There have historically been two views on citizenship in the Western canon: the passive, libertarian kind that grants individuals rights and the freedom to pursue life as they please without fear of external intervention; and the active, participatory kind that assumes a minimum level of civic engagement as a basic responsibility. In the United States, the second kind is seen as a virtue — hence the vigorous way in which political interactions happen both on- and offline. In China, meanwhile, it’s the first view that’s dominant and the second that’s relegated to the backseat. Since the 1980s, the government’s basic social contract with the people was this: we’ll offer you double-digit annual economic growth if you agree to submit your political interests to ours. And until now, it’s a formula that’s largely worked.

The arrangement on the Chinese Internet is a different story.

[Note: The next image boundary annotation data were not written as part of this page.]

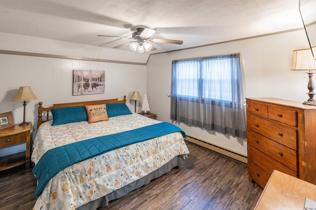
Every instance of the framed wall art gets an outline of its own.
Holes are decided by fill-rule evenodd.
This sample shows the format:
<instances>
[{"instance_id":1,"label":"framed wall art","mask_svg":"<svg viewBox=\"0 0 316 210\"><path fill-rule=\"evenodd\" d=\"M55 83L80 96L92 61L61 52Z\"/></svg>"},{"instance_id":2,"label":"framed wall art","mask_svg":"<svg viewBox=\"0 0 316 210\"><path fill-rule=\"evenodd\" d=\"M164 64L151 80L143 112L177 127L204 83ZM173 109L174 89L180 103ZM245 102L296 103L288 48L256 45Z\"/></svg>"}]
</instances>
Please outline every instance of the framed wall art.
<instances>
[{"instance_id":1,"label":"framed wall art","mask_svg":"<svg viewBox=\"0 0 316 210\"><path fill-rule=\"evenodd\" d=\"M12 112L0 113L0 130L14 126L14 119Z\"/></svg>"},{"instance_id":2,"label":"framed wall art","mask_svg":"<svg viewBox=\"0 0 316 210\"><path fill-rule=\"evenodd\" d=\"M105 72L74 70L73 95L104 93Z\"/></svg>"}]
</instances>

Although blatantly critical dialogue is promptly quashed, the use of code, metaphor, and satire to make political points is rampant. The in-jokes help create a community identity that’s unique to netizens in China compared to their offline compatriots:

Increasingly (albeit cautiously), Chinese are speaking truth to each other, and by doing so in a widely accessible manner, are speaking truth to power. … Indeed, the increase in the number of bloggers writing about politics [obliquely or otherwise] represents a major breakthrough toward the formation of a Chinese public sphere, albeit a virtual one.

In a country where political discourse is restricted in the physical world, the construction of a virtual town square could be considered an appropriation of the kind of active, public-minded citizenship that’s inaccessible to the non-Internet-using population. Whether netizens acknowledge the term’s civic connotations is unclear. But as a way to describe a uniquely engaged political cohort, the idea behind it isn’t a bad one.

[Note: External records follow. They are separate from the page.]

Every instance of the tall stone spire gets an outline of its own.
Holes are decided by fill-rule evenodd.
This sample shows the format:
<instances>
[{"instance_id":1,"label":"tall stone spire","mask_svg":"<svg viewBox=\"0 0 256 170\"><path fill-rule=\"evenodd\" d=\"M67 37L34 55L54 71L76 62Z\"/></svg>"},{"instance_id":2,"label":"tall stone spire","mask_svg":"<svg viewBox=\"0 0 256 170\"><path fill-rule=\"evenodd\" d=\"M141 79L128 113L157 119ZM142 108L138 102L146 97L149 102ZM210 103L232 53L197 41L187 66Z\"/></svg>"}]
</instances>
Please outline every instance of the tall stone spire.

Netizen is more than a cute, trendy label. It speaks to the way Chinese Internet users have organized themselves as inhabitants of the same digital nation, one that’s distinct from the physical nation in which they live. Citizenship in that digital state confers new privileges and opportunities. Most of these users aren’t representative of the broader population—they’re mostly young, wealthy, educated urbanites—which is all the more reason to assign them a name. In many ways, netizens might be considered the Chinese equivalent of the American Millennial. The big difference? Where many young Westerners are working to erase the boundaries between the online and the off-, the security of China’s netizens requires that those delineated borders stay in place, at least for now.